3.  The critical projects the company needs to complete by the end of the quarter (or any 90-day cycle) to be able to hit the desired financial and strategic targets. Often in management books, these ‘projects’ are referred to as “Rocks” and we do the same in our management consulting practice. Rock identification and completion is a topic unto itself but for the purpose of this article, we will keep the concept to the identification of how the company can most practically improve over the next 90 days to best move it towards its desired outcomes (vision, mission, BHAG, 1-3 year goals, etc.).  

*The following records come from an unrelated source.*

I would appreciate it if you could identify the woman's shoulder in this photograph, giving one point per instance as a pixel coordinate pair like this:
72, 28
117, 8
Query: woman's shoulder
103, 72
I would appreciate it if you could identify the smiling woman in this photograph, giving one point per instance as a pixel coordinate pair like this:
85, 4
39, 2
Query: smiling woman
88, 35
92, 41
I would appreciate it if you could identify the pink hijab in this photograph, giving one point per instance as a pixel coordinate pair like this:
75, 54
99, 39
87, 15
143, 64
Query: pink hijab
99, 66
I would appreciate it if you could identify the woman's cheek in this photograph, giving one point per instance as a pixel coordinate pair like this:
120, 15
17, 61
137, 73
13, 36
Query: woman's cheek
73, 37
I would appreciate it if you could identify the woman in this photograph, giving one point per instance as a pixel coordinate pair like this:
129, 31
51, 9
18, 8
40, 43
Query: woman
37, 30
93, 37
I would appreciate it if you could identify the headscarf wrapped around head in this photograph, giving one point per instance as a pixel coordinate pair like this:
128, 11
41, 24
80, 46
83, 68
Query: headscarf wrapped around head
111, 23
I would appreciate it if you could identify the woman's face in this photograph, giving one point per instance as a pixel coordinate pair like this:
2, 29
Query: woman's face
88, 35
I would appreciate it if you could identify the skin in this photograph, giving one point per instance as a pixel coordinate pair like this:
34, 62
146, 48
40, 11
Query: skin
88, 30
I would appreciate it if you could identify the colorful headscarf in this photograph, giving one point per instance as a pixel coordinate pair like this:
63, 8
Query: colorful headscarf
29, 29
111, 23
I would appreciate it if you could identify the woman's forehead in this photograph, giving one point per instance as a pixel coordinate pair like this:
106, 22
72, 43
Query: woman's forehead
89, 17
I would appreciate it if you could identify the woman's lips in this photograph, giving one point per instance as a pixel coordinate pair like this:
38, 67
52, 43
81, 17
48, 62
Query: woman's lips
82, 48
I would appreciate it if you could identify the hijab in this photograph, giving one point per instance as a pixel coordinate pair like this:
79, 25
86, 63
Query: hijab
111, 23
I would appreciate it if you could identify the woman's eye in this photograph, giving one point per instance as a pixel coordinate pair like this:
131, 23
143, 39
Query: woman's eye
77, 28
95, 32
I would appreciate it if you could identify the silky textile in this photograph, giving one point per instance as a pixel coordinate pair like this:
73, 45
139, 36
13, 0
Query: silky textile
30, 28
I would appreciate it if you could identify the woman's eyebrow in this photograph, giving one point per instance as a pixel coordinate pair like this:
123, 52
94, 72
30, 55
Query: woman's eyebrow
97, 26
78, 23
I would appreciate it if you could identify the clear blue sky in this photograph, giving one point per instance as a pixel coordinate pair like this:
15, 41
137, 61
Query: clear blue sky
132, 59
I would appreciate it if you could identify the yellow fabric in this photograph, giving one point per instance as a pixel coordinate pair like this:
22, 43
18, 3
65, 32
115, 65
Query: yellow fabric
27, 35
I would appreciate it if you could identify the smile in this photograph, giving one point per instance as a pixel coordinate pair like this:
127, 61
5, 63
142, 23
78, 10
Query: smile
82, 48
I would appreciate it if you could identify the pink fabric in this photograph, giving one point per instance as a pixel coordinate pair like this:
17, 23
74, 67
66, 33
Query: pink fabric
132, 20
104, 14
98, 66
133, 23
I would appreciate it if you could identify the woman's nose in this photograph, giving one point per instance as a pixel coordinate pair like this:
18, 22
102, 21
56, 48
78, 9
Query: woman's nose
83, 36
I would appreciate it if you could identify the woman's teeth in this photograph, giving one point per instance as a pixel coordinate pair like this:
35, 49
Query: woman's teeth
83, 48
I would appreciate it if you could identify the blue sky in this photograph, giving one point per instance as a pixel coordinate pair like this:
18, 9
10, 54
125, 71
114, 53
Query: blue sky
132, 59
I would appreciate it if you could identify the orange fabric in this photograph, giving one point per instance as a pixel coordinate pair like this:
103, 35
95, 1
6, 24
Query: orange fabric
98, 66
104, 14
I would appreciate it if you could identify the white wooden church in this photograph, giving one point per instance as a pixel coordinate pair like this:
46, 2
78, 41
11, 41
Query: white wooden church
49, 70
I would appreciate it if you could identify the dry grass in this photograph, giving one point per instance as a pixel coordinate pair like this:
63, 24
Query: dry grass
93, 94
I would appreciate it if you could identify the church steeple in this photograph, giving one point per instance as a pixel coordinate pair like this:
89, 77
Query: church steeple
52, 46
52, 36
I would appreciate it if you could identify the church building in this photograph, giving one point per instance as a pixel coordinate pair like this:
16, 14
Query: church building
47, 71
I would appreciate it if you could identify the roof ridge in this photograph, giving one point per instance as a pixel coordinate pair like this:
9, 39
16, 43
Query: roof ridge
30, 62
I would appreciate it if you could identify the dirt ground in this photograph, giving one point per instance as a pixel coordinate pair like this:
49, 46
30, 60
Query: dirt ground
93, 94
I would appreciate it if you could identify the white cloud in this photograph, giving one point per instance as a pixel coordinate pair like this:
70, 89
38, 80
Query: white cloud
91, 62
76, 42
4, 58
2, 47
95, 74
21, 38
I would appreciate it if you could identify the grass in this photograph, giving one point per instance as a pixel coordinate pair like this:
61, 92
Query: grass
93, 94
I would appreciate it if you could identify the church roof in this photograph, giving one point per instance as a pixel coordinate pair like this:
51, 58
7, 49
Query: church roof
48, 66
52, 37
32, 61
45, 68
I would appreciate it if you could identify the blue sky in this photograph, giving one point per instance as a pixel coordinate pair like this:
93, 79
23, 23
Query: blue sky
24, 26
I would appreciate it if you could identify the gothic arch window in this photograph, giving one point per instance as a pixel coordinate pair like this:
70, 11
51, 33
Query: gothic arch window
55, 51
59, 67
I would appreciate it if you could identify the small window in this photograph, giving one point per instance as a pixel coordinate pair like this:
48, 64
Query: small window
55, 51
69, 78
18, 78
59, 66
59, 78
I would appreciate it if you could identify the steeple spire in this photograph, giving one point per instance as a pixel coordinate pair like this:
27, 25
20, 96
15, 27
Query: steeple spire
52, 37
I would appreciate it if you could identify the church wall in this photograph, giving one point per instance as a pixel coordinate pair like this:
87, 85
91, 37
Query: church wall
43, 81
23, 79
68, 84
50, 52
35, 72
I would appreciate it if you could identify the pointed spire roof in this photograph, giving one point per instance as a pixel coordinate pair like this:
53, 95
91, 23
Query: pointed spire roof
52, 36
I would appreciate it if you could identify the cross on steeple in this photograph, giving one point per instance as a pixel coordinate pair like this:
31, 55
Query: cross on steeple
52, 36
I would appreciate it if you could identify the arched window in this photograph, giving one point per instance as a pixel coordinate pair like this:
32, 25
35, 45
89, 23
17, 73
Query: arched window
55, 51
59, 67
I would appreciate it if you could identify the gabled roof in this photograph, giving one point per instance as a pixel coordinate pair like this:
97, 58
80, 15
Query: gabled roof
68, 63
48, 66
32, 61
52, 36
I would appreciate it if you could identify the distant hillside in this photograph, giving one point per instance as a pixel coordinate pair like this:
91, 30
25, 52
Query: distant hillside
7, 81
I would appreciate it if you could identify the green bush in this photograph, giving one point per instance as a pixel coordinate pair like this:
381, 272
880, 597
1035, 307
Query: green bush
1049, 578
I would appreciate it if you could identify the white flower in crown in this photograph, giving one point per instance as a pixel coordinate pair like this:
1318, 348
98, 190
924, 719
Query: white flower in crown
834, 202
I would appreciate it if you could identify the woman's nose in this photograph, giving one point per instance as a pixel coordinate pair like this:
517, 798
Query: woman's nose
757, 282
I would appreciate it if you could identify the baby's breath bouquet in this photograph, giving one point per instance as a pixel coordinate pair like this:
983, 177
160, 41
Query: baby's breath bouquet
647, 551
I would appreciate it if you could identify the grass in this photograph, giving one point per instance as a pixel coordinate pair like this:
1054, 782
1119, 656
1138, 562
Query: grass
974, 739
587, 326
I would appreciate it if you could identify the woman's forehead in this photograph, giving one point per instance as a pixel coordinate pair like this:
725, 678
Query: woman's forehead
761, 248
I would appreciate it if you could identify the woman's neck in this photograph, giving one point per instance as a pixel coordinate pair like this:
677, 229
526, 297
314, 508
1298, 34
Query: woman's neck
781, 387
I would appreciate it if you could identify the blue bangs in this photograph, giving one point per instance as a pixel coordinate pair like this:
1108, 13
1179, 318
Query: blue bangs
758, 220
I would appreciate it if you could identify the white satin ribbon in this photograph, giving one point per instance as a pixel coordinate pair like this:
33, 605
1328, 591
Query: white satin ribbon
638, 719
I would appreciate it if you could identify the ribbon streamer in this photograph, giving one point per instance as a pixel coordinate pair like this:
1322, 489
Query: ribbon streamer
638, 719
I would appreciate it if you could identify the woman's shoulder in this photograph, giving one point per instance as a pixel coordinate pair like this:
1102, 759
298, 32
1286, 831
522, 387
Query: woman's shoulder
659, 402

Step 3 – Have a practical company scorecard

Ultimately, you want to have a scorecard that monitors all relevant aspects of company performance but that often takes some time and effort to get right. Start with some basic numbers that offer an overarching projection of your company’s health. For example, your company revenue may seem like a valid number to track on your scorecard, but it is a ‘lagging indicator’. It doesn’t shed much light on how the company is performing this week because it requires invoice and/or money collection and demonstrates how the sales team was performing last month and your marketing the month before that. When you try to pick a few initial scorecard numbers to track it is often more effective to use more ‘leading indicators’ such as the number of proposals submitted or the number of new qualified opportunities for a projected period.  

Regardless of which numbers you pick, begin measuring and documenting something consistently. There is a very good reason great business people consistently say, “what gets measured gets managed.” When you don’t measure with practical numbers you have no objective measuring stick for providing performance feedback.  

Step 4 – Use a proven meeting formula

There is no reason to reinvent the wheel. Great weekly management meetings have the same attributes:

    1. They happen the same time every week.
    2. They start on time and end on time.
    3. They stay on topic and are not allowed to devolve into unfocused dialogue.
    4. They have a consistent agenda that includes:
      1. Starting on a note of gratitude or positivity.
      2. Review the week’s performance scorecard – regardless of how simple initially
      3. Share employee / team and customer headlines for the week
      4. Review the status of this quarter’s “Rocks” or projects.
      5. Review the To Do’s that were identified in the previous meeting(s) to ensure completion and accountability.
      6. Discuss the key issues, opportunities and topics that have come up over the previous week
      7. Rate the meeting on a scale of 1-5 on whether it provided value for the individuals attending and rating the meeting.
    5. At the end of each 90-day period, a day-long planning meeting is utilised to update the Goals and Rocks and have a longer session to unpack bigger opportunities and challenges facing the company.

In conclusion, weekly management meetings are often not seen as critical to a company’s success but this is due to a blind spot created by a history of negative meeting experiences. 

By following the four steps outlined above, any existing blindspot will quickly and permanently be removed creating a new opportunity for greater employee accountability and buy-in along with significantly higher company performance.